Os poemas fazem parte do livro Palmström, do poeta alemão Christian Morgenstern, que será publicado em 2018 pela Relicário Edições. Morgenstern (1871–1914) foi contemporâneo dos dadaístas e expressionistas germânicos. É reconhecido pela composição de versos em estilo nonsense, em sua língua natal.
A tradução é do poeta Ricardo Domeneck.
Palmström
Palmström vai ao lago
e abre, grande, um lenço vermelho:
no lenço há o desenho
de um homem a ler e um carvalho.
Palmström o vê e não ousa assoar-se –
ele é destes seres esquisitos
que se sentem desnudar-se
de veneração por tudo o que é lindo.
Ele dobra de novo, todo delicado,
o que acabara de desdobrar,
e ninguém sensível há de acusá-lo
por ir embora sem se assoar.
A vila boêmia
Palmstrôm viaja com o Sr.
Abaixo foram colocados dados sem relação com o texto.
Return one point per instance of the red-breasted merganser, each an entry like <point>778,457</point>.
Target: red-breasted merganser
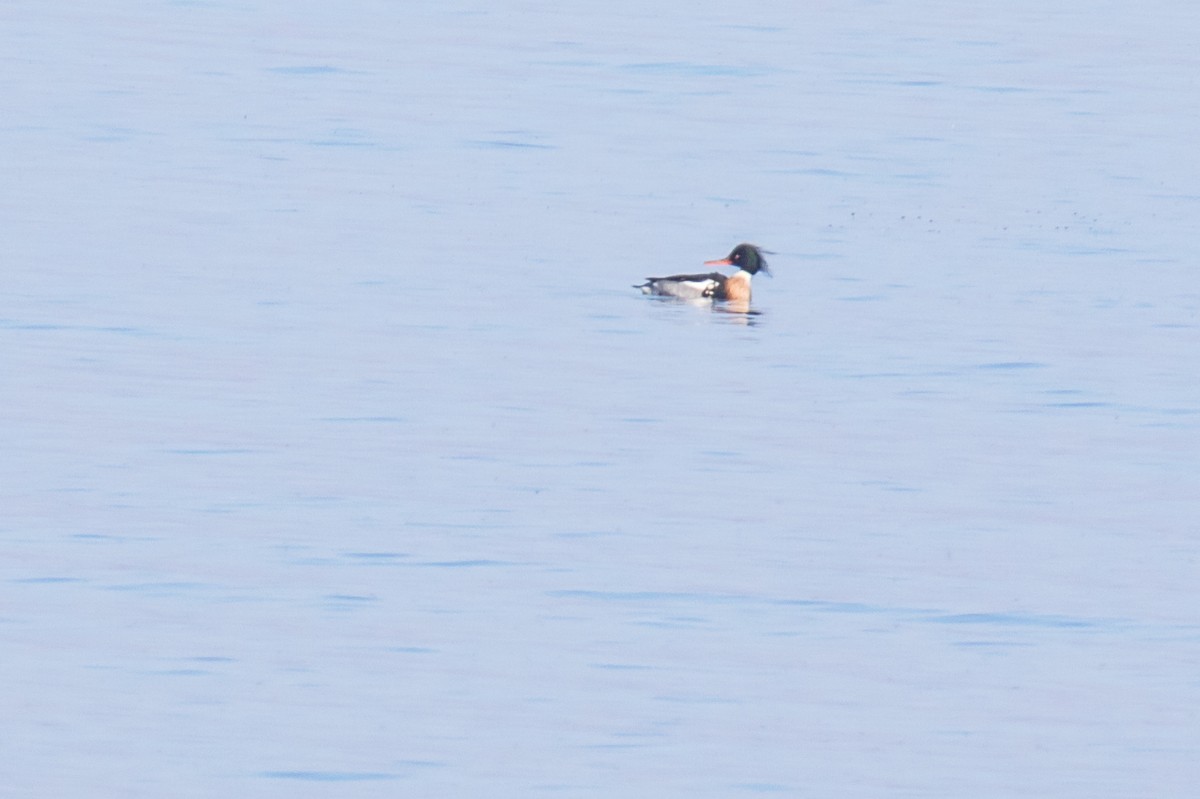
<point>749,260</point>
Émile
para um certo vilarejo boêmio.
Entende bulhufas do que lá se fala,
da primeira até a última palavra.
Até o Sr. Émile (que só pela rima
viajou) está perdidinho da silva.
Mas é justo isso o que tanto o alegra.
Feliz até os ossos, volta nosso colega.
Então escreve em sua coluna de jornal:
Mais uma viagem cheia de sex appeal!
Para o norte
Palmström ora sofre de neuroses;
por isso dorme virado para o norte.
Pois dormir rumo sul, oeste, leste
causa-lhe fadiga no peito e mente.
(Quando alguém vive na Europa
e não ao sul entre os Trópicos.)
Tal pode-se ler em dois eruditos
e até Dickens já está convencido –
que este fenômeno se desvenda
pela força magnética do planeta.
Palmström cura-se de forma coorde-
nada, pega a cama, põe para o norte.
E em seus sonhos, algumas vezes,
ouve a raposa polar uivar na neve.
Anti-horário
Ao relatar isso ao Sr. Émile,
este sentiu-se um pouco senil;
pois para ele sempre foi óbvio
obedecer-se o sentido rotatório
da Terra, ao dormir, com os pés
do seu corpo exatos rumo leste.
E por isso brinca, airoso-ácido:
Não, meu divã é anti-horário!
Isolamento sonoro
Em parte, protege-se de barulhos alheios,
em parte, insula-se do ouvido de terceiros.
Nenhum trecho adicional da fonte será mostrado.